E-box involvement in the circadian transcriptional activation of detoxification genes
While examining transcriptional sequences and promoter regions in the genome data, we identified abundant conserved putative cis-regulatory elements on the promoters of some detoxification genes, including the six representative ones tested in knockdown experiments. Therefore, as potential binding sites for transcription factors we further annotated the locations of E-boxes (CACGTG) and non-canonical E-boxes (CANNTG) in the 5′ regulatory regions of all expressed detoxification genes, which included 142 daytime activated detoxification genes, 57 night activated detoxification genes, and 21 detoxification genes with no fluctuation (Supplementary Data 3, Fig. 5). It was evident that arrhythmic detoxification genes, without fluctuating expression, had few E-boxes (0.57 E-box per gene), clearly suggesting E-boxes are associated with rhythmic gene expression. Accordingly, E-box elements were more abundant (2.54 E-box per gene vs 1.77 E-box per gene) in the promoter regions of detoxification genes that were activated during the day compared with those activated at night. This was especially evident for some subfamilies previously reported to have efficient detoxification function and active response to toxins such as P450 Clan3, GST class ε, and lepidopteran type COE7 (Supplementary Data 3). In addition, clustered detoxification genes which were activated and highly expressed at the same time during the day had more E-box elements in their promoter regions within 3 kb upstream of their transcriptional start sites (Fig. 5a, Supplementary Data 3), which may be the key reason for their simultaneous activation and expression during the day. Moreover, E-boxes associated with detoxification genes that were most efficiently transcribed in the daytime were mainly concentrated in the upstream 300–1800 bp (Fig. 5b, Supplementary Data 3).

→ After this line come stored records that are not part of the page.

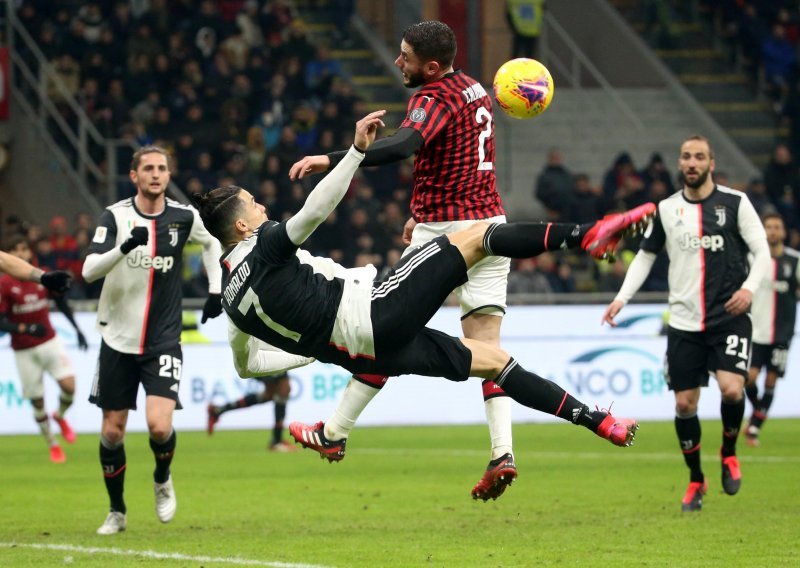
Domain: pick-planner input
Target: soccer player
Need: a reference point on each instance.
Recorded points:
(449, 126)
(311, 307)
(707, 230)
(138, 248)
(276, 389)
(25, 314)
(56, 280)
(774, 311)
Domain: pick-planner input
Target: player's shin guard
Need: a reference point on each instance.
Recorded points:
(540, 394)
(360, 390)
(163, 452)
(114, 462)
(498, 417)
(280, 415)
(688, 430)
(527, 239)
(732, 414)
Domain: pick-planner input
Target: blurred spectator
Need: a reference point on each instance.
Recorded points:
(524, 278)
(525, 19)
(63, 247)
(782, 181)
(589, 203)
(555, 187)
(779, 59)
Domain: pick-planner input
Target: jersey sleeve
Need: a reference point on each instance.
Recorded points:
(273, 243)
(105, 235)
(654, 236)
(212, 251)
(427, 115)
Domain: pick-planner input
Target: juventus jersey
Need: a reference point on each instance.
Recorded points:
(292, 300)
(707, 243)
(775, 300)
(140, 303)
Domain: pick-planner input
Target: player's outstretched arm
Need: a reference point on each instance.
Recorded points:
(330, 191)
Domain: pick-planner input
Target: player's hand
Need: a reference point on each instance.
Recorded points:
(57, 281)
(611, 312)
(309, 165)
(139, 236)
(367, 128)
(34, 329)
(83, 345)
(739, 302)
(408, 230)
(212, 307)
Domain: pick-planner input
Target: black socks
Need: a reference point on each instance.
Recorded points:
(527, 239)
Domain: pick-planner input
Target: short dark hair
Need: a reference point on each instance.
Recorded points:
(219, 209)
(432, 41)
(137, 155)
(701, 138)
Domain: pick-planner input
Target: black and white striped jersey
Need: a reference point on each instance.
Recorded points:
(775, 301)
(297, 302)
(140, 303)
(707, 243)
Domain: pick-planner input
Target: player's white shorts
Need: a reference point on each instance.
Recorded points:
(50, 356)
(488, 280)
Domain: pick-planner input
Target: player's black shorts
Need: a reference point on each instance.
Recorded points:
(409, 295)
(691, 355)
(773, 357)
(431, 353)
(118, 375)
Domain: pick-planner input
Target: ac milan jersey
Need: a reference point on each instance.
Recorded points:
(707, 243)
(25, 302)
(140, 303)
(775, 301)
(297, 302)
(454, 176)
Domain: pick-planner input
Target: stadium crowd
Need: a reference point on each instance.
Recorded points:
(239, 90)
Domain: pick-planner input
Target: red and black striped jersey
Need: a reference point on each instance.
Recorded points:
(454, 176)
(25, 302)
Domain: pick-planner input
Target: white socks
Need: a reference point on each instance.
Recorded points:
(354, 400)
(498, 417)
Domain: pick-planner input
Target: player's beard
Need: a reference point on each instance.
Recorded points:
(414, 80)
(699, 181)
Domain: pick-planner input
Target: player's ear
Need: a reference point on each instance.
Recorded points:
(432, 68)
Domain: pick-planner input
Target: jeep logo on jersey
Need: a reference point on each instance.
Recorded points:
(139, 260)
(707, 242)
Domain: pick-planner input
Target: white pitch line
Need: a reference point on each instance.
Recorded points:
(151, 554)
(623, 453)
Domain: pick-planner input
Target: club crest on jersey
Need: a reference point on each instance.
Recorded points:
(417, 115)
(721, 217)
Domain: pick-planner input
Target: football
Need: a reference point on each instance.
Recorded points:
(523, 88)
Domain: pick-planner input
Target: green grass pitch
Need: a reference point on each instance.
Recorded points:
(401, 498)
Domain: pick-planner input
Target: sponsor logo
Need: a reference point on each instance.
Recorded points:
(158, 262)
(707, 242)
(100, 235)
(613, 371)
(417, 115)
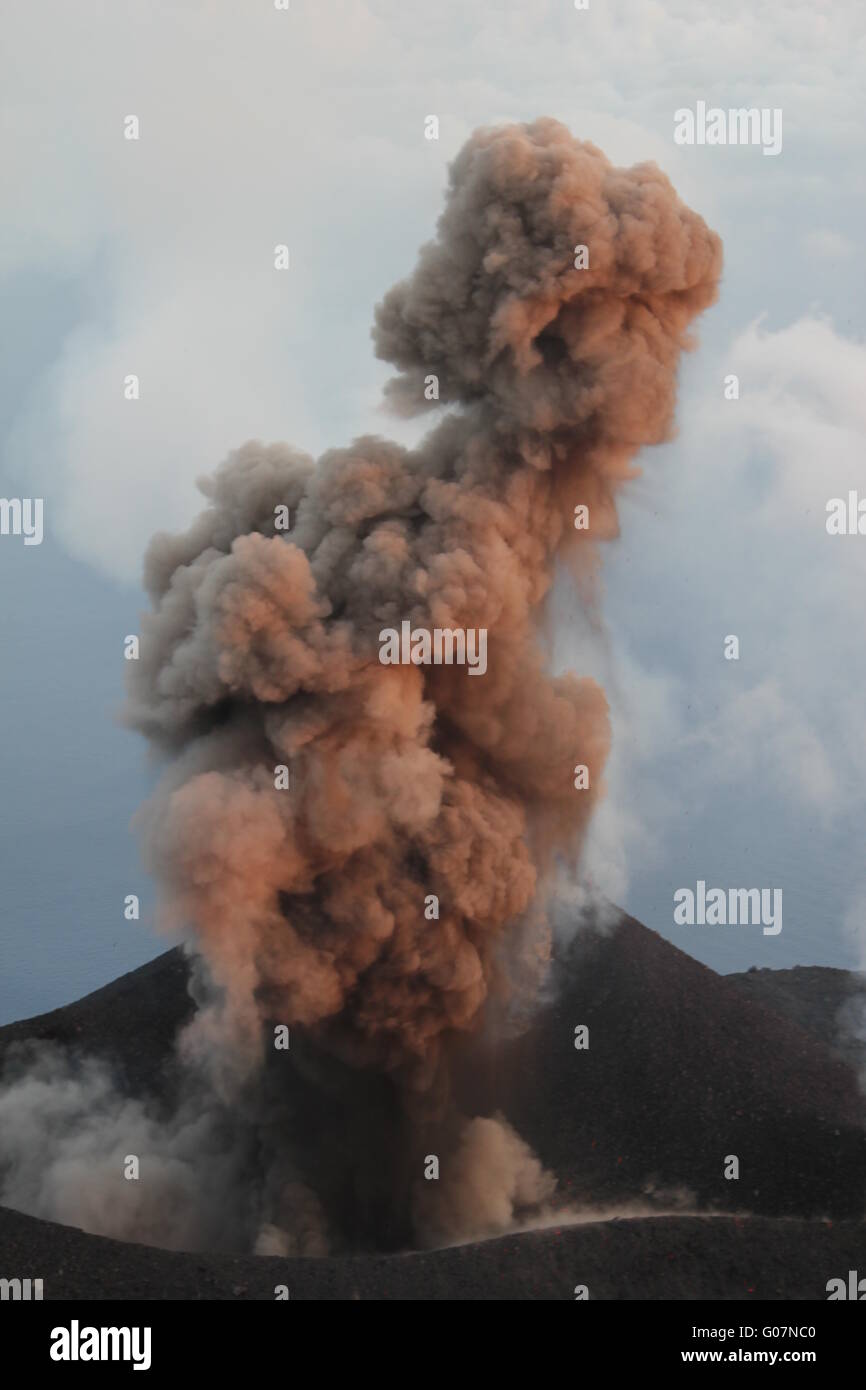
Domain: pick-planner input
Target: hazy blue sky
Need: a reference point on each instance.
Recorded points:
(307, 127)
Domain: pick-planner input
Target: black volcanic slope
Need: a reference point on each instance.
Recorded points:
(683, 1069)
(659, 1257)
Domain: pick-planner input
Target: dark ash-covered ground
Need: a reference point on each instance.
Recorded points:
(684, 1068)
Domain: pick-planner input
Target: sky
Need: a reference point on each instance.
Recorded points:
(306, 127)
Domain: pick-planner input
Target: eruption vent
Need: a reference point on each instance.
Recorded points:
(398, 884)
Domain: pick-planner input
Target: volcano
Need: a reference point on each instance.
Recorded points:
(681, 1069)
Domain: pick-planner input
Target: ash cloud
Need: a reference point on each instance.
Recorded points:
(262, 649)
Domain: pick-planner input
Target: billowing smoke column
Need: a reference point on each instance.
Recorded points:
(396, 886)
(263, 649)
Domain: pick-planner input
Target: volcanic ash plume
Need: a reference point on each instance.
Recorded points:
(398, 883)
(263, 648)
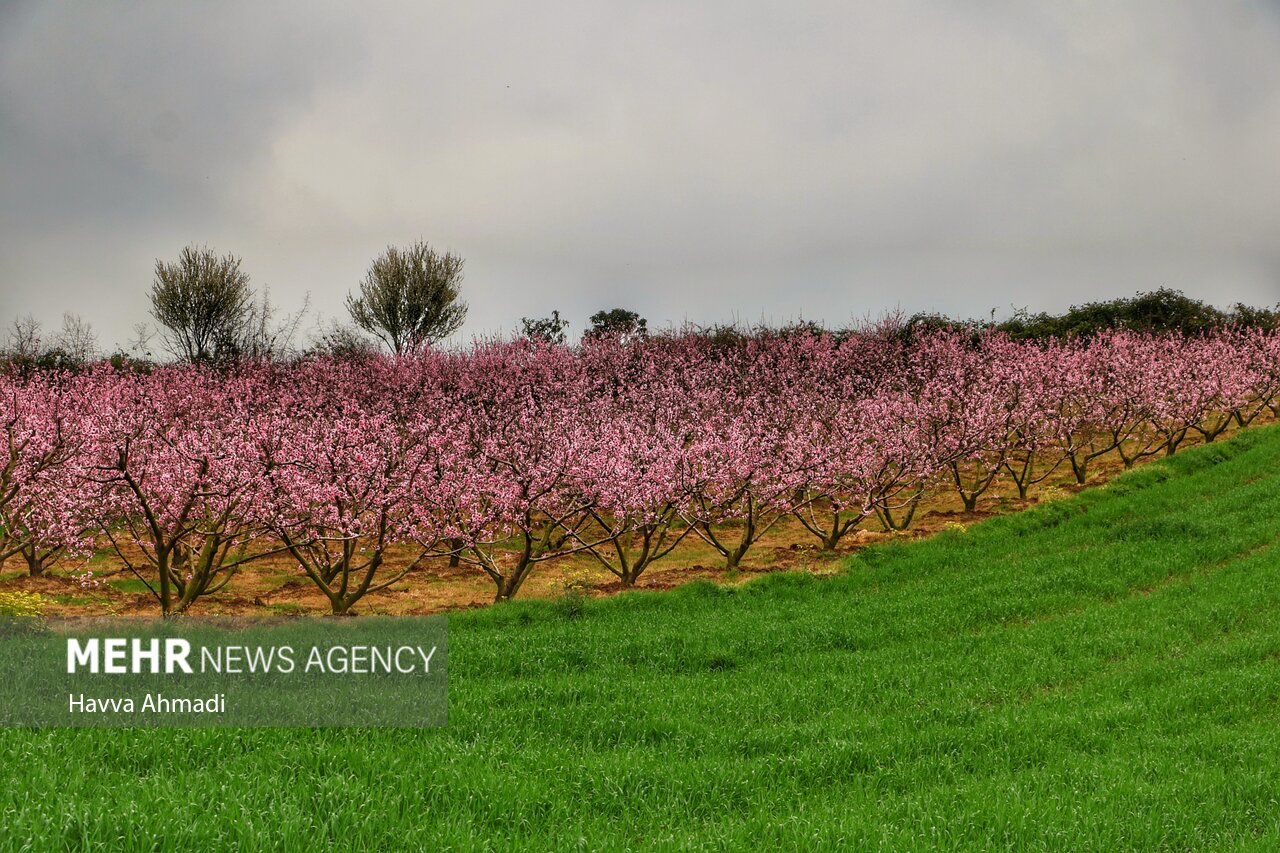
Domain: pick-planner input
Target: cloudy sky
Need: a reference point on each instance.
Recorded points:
(698, 162)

a Location of multiple E-boxes in the regulatory regions of clustered detoxification genes. Different types of E-boxes are annotated 3 kb upstream from transcriptional start sites (TSS) and shown with different colored rectangles. Daytime activated detoxification genes (red) and night activated detoxification genes (blue) are shown for a given cluster. b The number of detoxification genes relative to the distance between the E-box sequence and the TSS. c Annotated motifs of canonical E-boxes recognized by specific transcription factors.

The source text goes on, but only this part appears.